Observation: Isaiah 53 covered Yeshua’s death, and now God gets to talk about the redemption of His people. I gather it makes Him happy.
He begins by promising that those who have no families will have families, that we will spread and grow and sing for joy together. What struck me here is the promise to people the desolate cities.
Cities don’t (usually) become desolate at random. A deserted city represents the failure of some venture, or the inability to adjust to new innovation. In the 60s, Detroit churned out cars with the expectation that every family would replace their car every two years. When the economy shifted and buying patterns changed and foreign manufacture improved, Detroit began to get smaller and smaller. And not every deserted place is a city: Borders went out of business a few years ago, when it couldn’t adapt to the online marketplace, and that guy who started a company that mails glitter to your enemies couldn’t keep up with demand and sold his website, and Kickstarters fail every day because the product didn’t generate enough interest. Ventures fail. Circumstances change.

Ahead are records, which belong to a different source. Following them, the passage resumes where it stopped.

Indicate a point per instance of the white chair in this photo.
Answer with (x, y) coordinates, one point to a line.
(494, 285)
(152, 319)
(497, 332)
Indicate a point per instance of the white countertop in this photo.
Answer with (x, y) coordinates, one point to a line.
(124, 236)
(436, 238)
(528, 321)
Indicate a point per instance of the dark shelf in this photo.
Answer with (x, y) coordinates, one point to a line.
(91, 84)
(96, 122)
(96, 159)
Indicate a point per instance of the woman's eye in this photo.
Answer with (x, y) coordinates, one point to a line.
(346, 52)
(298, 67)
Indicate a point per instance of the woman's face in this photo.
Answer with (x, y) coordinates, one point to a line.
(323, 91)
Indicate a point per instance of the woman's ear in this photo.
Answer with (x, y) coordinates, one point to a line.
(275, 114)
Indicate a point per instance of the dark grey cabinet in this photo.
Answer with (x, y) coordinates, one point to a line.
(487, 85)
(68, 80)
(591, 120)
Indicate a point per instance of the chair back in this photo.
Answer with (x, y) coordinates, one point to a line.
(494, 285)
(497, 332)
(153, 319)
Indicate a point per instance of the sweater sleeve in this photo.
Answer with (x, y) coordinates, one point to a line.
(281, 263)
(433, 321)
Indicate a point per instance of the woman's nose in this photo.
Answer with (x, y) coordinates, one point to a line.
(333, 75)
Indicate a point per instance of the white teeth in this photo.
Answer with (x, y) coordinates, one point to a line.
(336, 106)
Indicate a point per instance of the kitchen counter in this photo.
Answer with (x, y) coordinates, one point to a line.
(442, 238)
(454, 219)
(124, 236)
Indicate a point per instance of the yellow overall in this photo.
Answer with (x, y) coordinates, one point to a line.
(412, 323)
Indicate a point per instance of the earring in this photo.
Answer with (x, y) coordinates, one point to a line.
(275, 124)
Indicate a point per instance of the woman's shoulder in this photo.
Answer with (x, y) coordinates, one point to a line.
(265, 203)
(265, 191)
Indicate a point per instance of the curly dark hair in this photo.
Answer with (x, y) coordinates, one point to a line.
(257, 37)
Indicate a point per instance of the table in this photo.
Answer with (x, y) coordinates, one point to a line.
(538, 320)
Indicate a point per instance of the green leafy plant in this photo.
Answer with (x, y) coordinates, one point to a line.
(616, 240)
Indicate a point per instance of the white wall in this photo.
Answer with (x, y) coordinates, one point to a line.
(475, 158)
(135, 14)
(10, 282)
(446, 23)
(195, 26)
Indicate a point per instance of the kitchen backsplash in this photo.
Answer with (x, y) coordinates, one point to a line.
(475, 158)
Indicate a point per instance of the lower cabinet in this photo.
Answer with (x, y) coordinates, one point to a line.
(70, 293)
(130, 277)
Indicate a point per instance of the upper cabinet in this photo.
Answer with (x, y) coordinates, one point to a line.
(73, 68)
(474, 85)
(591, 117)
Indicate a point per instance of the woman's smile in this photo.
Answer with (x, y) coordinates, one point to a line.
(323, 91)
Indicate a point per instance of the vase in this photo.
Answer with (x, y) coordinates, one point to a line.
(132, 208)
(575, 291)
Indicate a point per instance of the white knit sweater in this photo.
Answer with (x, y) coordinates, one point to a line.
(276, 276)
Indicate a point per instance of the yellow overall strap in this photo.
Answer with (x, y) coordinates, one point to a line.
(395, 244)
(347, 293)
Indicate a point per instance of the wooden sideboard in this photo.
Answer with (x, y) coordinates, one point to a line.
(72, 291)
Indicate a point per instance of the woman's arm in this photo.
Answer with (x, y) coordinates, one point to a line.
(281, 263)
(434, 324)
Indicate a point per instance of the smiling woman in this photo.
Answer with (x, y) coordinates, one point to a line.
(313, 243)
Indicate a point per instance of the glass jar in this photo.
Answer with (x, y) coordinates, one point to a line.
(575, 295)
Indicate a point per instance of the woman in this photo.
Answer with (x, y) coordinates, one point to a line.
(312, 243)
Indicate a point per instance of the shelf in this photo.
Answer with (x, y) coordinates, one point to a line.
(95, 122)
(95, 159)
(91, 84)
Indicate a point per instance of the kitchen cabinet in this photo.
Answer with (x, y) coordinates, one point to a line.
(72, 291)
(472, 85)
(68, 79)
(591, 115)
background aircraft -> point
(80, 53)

But God’s redeemed will occupy the deserted cities. God is the Source of Sources, and He can provide the inspiration or innovation or chance meeting or extra funding or whatever it takes to make a failed venture succeed. God can make the desert bloom.
Application: I can think of several possible things to put here, but none of them feel right. So I won’t.
Prayer: God, I praise you because you can see what makes a thing fail and what makes it succeed. I praise you because your resources are infinite. Thank you for preparing a place for me. Help me to walk in your plan.